Back in the 1980s – that decade of abundant pastel
makeup – I loved nothing more than sitting in front of my grandmother’s makeup
mirror, itself a throwback from earlier times. That style of mirror, very close
to the one featured above, worked by sliding a knob that allowed the user to
filter the light through a particular color that was supposed to mimic the
conditions under which one’s cosmetics would be seen, and thus allow the user
to apply makeup that looked best in that setting. Going to work? Turn the knob
to “office,” and a sickly green glow mimicking fluorescent lighting would
appear. Stepping out for a night on the town? That particular occasion
(“evening”) necessitated a pink tint. Although I was nowhere near the age of
makeup wearing, I could spend endless hours studying the way that my face
looked under the different hues of the mirror’s influence.
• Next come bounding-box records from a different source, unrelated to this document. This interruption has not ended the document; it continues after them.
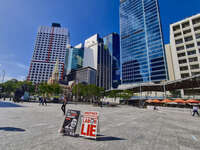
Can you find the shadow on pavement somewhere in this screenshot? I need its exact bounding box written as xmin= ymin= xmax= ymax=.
xmin=0 ymin=101 xmax=23 ymax=107
xmin=0 ymin=127 xmax=26 ymax=132
xmin=97 ymin=136 xmax=126 ymax=141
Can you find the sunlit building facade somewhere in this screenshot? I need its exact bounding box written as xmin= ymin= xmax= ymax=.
xmin=103 ymin=33 xmax=120 ymax=89
xmin=27 ymin=23 xmax=70 ymax=84
xmin=120 ymin=0 xmax=168 ymax=84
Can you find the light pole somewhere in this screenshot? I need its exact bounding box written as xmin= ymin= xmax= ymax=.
xmin=163 ymin=80 xmax=167 ymax=99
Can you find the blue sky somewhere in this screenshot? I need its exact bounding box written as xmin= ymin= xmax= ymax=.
xmin=0 ymin=0 xmax=200 ymax=82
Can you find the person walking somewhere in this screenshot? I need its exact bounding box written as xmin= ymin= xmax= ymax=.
xmin=192 ymin=106 xmax=199 ymax=116
xmin=43 ymin=97 xmax=47 ymax=106
xmin=39 ymin=96 xmax=42 ymax=106
xmin=61 ymin=96 xmax=67 ymax=115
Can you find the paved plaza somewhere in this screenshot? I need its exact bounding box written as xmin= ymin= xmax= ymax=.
xmin=0 ymin=101 xmax=200 ymax=150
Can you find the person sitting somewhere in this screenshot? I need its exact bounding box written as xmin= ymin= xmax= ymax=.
xmin=192 ymin=106 xmax=199 ymax=116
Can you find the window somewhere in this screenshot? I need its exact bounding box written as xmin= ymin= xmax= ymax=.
xmin=178 ymin=59 xmax=187 ymax=64
xmin=173 ymin=25 xmax=180 ymax=31
xmin=196 ymin=33 xmax=200 ymax=39
xmin=182 ymin=21 xmax=190 ymax=28
xmin=192 ymin=72 xmax=200 ymax=76
xmin=185 ymin=36 xmax=193 ymax=42
xmin=190 ymin=64 xmax=199 ymax=70
xmin=194 ymin=26 xmax=200 ymax=31
xmin=174 ymin=32 xmax=182 ymax=37
xmin=175 ymin=39 xmax=183 ymax=44
xmin=183 ymin=29 xmax=191 ymax=34
xmin=187 ymin=50 xmax=196 ymax=55
xmin=189 ymin=57 xmax=198 ymax=62
xmin=176 ymin=46 xmax=184 ymax=51
xmin=181 ymin=73 xmax=190 ymax=78
xmin=180 ymin=66 xmax=188 ymax=71
xmin=177 ymin=53 xmax=185 ymax=57
xmin=186 ymin=43 xmax=194 ymax=48
xmin=192 ymin=18 xmax=200 ymax=24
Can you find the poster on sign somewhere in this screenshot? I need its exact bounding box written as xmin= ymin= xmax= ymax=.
xmin=62 ymin=110 xmax=80 ymax=136
xmin=80 ymin=112 xmax=99 ymax=139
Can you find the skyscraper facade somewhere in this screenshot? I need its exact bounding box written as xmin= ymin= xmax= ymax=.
xmin=27 ymin=23 xmax=69 ymax=83
xmin=170 ymin=14 xmax=200 ymax=80
xmin=65 ymin=44 xmax=84 ymax=74
xmin=83 ymin=34 xmax=113 ymax=90
xmin=120 ymin=0 xmax=168 ymax=84
xmin=103 ymin=33 xmax=120 ymax=89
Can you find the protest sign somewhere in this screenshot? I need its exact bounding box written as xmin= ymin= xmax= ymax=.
xmin=80 ymin=112 xmax=99 ymax=139
xmin=63 ymin=110 xmax=80 ymax=136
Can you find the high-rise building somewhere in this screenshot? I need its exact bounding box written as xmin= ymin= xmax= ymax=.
xmin=120 ymin=0 xmax=168 ymax=84
xmin=170 ymin=14 xmax=200 ymax=79
xmin=27 ymin=23 xmax=69 ymax=83
xmin=103 ymin=33 xmax=120 ymax=89
xmin=76 ymin=67 xmax=97 ymax=85
xmin=83 ymin=34 xmax=111 ymax=90
xmin=165 ymin=44 xmax=175 ymax=81
xmin=65 ymin=44 xmax=84 ymax=74
xmin=170 ymin=14 xmax=200 ymax=96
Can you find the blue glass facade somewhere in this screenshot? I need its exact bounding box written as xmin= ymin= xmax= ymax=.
xmin=65 ymin=47 xmax=84 ymax=74
xmin=103 ymin=33 xmax=120 ymax=89
xmin=120 ymin=0 xmax=167 ymax=84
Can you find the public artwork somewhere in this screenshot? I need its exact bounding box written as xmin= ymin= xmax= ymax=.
xmin=80 ymin=112 xmax=99 ymax=139
xmin=63 ymin=110 xmax=80 ymax=136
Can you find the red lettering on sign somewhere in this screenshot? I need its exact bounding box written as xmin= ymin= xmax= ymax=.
xmin=81 ymin=124 xmax=86 ymax=135
xmin=90 ymin=125 xmax=96 ymax=136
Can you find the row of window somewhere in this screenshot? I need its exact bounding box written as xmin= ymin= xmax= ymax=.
xmin=173 ymin=17 xmax=200 ymax=31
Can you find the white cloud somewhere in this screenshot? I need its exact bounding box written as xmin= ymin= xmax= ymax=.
xmin=0 ymin=75 xmax=26 ymax=82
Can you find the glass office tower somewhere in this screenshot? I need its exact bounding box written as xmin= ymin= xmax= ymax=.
xmin=120 ymin=0 xmax=167 ymax=84
xmin=65 ymin=46 xmax=84 ymax=74
xmin=103 ymin=33 xmax=120 ymax=89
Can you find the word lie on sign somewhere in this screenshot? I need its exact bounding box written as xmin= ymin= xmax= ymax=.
xmin=80 ymin=112 xmax=99 ymax=139
xmin=62 ymin=109 xmax=80 ymax=136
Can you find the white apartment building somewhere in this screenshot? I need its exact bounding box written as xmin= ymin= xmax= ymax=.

I often use this simple (but effective) example of a
mirror as a way to communicate the way that I see the connection between
religion and culture. I describe religion as a simple mirror reflection of a
culture, one that usually replicates the dominant group’s agendas, even though,
at times, glimpses of the countercultural might appear in the image (just as
they appear within society).
I posit this mirror approach to counteract another,
much more standard one that regards religion and culture as two separate, yet
interdependent things, a conceptual framework that’s usually quite popular with
my students. I sense that this model separating religion from culture is so
prevalent because it reinforces the very common idea that religion inhabits
some sort of “sacred space” that makes it distinctly different from the
humdrum, ordinary cultural world that most of us inhabit. At the same time,
this separation approach also permits many to talk about religion’s sometimes
counter-cultural actions as aberrations (or moments of this “sacredness,”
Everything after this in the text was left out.